After I got back from vacation I did not see Konner all that much due to his ex leaving for 5 days and telling him last minute. It's so frustrating sometimes dealing with all of it. I'm looking forward to everything being finalized with the courts. That Saturday he wanted to go out to dinner, so I ended up meeting him down in Portsmouth. It was a bit of a drive for me, but I don't mind driving. I still have not met his daughter yet and it finally came up in conversation. During dinner he told me he obviously has never had someone meet his daughter before and is unsure how to navigate evertyhing, but he wants me to be apart of his daughters life. Honestly I was not expecting this conversation, but it made my heart sink. I know we have feelings for each other, but it felt good knowing how much he actually does care about me. He also told me I'm a wonderful person and wants his daughter to be around someone like me and feels like he is ready to move forward with this. Since we've had the conversation, I haven't met her yet, but I will relatively soon. I'm not sure if I want wait until everything is finalized (which will happen soon) and then meet her. I find his ex manipulative and would use anything she possibly could against him. So I'm not really sure when I'll be meeting his daughter, but we will see.
This weekend I had the house to myself. Marije (best friend whom I ive with) was gone in NYC at a tattoo convetion and meeting up with her cousin. Konner ended up saying Friday evening through early Monday morning with me. Friday after work I was trying to clean up the house a little. We have baby chicks and I figured I would clean out the brooder so it was taken care of. I was getting everything all set and I was carrying thing the giant tub into the garage. I missplaced my step and I ended up falling down the two small steps that lead into the garage. My foot/ankle folded and I felt a snap. I freaked out and called Konner right away. I was crying and in so much pain. He drove to me right away and brought me to the emergency room. We spend out Friday night together at the ER. It was so wonderful...NOT... turns out to only be a bad sprain. All weekend he was here with me anyway, which helped out so much. Saturday we went out to breakfast together and did some small shopping. I honestly have no idea how I managed to do that, but I did come home and we took a nap aftewards. I was so tired from dealing with all the pain and everything else. We had a wodnerful weekend regardless of my ankle/foot injury. It was nice to spend time together 3 consecutive days. Normally we don't get to do that. It was definitelty needed.

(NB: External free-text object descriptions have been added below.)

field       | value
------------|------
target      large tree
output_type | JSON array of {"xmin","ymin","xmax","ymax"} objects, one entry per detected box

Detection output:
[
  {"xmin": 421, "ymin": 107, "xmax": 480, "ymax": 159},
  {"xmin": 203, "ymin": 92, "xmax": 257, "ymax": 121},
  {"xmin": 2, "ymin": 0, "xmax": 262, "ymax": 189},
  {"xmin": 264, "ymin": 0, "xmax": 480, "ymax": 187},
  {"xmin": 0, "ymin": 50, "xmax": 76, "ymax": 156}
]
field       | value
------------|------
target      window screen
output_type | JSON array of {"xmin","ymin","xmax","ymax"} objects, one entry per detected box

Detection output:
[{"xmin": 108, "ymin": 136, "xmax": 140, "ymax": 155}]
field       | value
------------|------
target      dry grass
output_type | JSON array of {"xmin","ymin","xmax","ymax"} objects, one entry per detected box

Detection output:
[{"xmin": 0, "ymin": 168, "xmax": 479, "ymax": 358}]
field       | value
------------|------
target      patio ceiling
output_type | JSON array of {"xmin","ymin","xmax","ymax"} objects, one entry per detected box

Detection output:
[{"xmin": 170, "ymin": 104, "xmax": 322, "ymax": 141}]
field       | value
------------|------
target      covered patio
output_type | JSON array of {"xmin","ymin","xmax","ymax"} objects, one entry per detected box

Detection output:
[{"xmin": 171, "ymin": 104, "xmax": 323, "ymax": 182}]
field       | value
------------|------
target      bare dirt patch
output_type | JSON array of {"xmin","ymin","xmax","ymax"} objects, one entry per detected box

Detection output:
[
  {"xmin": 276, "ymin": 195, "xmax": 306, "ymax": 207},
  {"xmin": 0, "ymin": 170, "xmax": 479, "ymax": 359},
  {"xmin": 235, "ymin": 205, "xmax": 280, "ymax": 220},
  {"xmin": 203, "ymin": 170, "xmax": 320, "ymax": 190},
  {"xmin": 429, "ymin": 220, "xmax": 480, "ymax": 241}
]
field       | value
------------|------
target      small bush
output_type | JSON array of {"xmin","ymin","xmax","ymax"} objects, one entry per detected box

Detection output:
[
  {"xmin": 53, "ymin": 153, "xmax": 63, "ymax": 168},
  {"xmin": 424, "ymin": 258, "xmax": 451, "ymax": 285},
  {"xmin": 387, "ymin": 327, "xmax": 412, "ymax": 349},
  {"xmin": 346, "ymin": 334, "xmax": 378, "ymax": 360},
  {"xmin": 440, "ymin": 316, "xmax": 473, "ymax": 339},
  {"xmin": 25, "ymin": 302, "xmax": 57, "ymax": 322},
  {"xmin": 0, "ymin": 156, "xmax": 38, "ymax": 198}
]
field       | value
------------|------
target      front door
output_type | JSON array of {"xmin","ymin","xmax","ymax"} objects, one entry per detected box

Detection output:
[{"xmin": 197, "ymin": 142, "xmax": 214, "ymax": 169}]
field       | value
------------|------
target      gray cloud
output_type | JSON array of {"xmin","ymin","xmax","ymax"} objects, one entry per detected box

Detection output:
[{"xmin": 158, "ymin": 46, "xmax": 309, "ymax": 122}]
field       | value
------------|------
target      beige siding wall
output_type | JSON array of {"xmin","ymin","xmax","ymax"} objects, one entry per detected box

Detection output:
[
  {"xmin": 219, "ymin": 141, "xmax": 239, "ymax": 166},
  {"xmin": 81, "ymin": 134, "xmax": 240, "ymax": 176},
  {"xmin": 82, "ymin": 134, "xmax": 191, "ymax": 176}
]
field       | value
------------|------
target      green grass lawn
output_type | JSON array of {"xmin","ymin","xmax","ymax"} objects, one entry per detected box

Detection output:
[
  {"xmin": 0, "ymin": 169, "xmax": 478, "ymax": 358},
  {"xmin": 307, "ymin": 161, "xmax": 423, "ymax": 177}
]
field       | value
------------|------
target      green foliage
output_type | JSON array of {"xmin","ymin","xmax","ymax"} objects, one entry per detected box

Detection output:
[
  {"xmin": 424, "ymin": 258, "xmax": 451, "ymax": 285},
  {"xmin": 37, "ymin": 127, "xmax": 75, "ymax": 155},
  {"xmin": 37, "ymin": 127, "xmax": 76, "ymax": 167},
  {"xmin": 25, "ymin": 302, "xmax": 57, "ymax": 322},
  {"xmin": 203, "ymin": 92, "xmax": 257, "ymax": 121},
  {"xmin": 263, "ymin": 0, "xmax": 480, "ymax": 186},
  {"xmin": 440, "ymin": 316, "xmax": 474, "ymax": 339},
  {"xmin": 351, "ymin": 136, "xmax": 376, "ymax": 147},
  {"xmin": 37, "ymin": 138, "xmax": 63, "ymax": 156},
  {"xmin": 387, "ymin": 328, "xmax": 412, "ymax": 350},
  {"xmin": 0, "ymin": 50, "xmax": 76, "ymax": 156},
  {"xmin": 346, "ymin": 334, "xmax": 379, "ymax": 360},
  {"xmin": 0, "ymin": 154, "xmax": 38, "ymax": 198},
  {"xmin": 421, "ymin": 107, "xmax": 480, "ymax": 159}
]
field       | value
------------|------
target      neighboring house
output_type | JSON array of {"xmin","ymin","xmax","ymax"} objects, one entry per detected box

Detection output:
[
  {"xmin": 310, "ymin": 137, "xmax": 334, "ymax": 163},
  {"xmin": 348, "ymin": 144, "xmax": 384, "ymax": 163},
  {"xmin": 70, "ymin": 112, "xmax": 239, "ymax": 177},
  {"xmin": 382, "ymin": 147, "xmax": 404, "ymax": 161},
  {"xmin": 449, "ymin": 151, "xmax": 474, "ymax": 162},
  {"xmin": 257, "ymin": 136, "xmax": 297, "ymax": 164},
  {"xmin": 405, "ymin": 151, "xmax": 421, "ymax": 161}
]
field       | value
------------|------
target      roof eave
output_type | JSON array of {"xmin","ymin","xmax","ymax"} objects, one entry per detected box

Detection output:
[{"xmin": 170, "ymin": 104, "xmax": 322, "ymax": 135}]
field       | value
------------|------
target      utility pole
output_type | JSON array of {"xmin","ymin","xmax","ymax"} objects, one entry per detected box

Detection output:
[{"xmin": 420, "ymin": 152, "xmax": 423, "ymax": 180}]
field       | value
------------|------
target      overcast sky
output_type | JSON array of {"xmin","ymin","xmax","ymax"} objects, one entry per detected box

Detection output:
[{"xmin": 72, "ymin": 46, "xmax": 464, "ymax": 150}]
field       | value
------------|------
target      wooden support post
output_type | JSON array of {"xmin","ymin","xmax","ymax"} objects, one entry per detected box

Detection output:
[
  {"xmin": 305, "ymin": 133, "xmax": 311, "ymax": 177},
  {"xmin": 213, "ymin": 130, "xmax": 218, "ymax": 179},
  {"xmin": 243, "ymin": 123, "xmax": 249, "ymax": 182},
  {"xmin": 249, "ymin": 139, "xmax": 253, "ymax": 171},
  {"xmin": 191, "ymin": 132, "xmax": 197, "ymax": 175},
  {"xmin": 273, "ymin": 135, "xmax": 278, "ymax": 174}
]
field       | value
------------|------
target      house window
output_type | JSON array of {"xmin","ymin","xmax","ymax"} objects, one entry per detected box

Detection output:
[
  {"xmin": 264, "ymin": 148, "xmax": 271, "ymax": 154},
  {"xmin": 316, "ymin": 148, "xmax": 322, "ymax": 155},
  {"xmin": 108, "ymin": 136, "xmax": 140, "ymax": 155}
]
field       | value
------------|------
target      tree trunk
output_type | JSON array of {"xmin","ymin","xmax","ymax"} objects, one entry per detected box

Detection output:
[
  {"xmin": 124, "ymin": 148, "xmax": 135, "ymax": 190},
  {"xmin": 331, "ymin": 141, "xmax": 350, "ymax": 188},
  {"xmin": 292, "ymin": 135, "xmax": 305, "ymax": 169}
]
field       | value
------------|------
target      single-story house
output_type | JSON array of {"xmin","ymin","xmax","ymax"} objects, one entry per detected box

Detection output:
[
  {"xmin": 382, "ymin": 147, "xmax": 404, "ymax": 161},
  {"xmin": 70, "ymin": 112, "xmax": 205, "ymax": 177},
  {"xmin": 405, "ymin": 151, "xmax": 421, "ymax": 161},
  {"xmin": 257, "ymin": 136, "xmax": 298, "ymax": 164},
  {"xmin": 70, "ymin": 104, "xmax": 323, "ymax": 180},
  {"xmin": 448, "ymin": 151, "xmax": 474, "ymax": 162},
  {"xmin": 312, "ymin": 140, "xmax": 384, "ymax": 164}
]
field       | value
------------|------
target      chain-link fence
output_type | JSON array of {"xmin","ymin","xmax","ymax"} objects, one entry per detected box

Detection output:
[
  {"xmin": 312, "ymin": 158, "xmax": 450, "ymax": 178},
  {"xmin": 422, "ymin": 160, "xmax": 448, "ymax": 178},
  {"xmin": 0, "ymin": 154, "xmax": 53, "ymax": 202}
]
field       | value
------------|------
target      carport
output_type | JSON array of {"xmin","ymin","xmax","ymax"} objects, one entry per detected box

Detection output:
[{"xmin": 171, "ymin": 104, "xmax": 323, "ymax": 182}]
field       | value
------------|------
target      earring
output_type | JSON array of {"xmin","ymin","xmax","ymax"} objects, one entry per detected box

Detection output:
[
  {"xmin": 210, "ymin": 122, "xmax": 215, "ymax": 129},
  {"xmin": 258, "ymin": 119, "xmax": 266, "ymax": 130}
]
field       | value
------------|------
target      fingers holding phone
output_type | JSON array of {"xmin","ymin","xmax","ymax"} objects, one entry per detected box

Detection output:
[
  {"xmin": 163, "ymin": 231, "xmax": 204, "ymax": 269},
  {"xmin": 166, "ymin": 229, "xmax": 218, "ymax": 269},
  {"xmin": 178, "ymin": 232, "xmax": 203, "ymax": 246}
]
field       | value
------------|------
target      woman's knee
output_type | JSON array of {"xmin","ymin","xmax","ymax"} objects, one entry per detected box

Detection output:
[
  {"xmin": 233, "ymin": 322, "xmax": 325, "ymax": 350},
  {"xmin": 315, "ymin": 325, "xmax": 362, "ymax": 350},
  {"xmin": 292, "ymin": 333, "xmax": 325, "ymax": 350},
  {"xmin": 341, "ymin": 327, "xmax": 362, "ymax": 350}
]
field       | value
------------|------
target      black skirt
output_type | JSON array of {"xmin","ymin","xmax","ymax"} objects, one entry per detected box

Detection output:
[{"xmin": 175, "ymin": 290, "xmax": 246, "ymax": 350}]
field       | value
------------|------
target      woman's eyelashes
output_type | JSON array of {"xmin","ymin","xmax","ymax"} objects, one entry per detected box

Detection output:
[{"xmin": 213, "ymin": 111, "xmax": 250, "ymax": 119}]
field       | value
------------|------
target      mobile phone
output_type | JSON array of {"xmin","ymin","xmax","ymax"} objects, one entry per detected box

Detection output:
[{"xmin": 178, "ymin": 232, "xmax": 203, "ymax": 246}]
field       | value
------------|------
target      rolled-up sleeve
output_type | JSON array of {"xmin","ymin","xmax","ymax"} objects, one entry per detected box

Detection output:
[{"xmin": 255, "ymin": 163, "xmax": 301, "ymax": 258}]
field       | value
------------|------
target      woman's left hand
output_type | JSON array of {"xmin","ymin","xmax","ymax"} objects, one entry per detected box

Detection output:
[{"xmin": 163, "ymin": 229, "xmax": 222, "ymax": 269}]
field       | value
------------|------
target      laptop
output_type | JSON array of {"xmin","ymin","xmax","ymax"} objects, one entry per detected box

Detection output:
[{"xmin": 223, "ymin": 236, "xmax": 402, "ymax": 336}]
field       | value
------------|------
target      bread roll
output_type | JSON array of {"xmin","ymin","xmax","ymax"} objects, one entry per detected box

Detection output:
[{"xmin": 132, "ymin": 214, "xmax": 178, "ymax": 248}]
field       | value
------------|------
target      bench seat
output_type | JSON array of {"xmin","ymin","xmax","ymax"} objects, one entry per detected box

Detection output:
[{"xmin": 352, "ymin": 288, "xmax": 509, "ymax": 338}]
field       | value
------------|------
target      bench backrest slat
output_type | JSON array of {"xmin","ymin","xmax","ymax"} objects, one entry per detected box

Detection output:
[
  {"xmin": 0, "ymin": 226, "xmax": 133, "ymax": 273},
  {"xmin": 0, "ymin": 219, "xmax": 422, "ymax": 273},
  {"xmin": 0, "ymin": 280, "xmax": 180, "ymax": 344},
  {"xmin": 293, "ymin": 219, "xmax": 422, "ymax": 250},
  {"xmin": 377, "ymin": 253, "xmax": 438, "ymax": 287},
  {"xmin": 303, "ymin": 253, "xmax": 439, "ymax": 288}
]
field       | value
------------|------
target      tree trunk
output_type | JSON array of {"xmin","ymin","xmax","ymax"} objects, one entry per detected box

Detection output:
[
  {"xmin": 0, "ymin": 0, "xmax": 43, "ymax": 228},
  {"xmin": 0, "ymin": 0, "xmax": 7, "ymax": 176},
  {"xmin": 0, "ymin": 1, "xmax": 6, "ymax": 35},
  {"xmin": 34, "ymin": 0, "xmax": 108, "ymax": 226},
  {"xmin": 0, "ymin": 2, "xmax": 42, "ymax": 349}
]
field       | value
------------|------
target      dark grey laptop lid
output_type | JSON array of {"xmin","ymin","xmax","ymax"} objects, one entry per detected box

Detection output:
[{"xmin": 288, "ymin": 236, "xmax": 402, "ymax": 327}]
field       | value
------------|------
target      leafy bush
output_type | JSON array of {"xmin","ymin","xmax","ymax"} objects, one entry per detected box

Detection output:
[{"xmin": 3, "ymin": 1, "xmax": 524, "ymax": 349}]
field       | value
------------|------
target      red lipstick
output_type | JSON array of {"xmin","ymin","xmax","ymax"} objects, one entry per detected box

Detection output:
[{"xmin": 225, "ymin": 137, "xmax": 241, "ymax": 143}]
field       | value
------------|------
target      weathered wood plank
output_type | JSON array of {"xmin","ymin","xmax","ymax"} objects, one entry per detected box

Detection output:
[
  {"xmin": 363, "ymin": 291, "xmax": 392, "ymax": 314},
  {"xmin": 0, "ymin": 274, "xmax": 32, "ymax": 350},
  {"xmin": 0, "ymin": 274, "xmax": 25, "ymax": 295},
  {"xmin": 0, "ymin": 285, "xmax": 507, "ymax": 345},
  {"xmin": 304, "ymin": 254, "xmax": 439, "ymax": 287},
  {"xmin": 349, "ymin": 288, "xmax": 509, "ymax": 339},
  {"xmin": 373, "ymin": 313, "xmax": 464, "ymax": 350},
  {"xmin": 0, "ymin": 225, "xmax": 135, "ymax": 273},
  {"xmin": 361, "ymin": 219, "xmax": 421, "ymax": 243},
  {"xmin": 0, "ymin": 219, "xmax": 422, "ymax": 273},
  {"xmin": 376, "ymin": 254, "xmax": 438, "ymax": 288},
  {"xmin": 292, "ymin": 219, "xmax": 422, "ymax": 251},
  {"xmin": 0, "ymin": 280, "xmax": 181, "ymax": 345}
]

Wednesday morning I'm going to a follow up for my ankle/foot. Even though it's a sprain, they still wanted me to go in. As much as I don't want to, Konner said it's probably a good idea to have them look at it more closely at the orthopedics rather than the ER. I just hate taking time off from work, especially right now. It's more hassle than it needs to be. Crossing my fingers they don't find anything on the x-ray that was missed by the ER.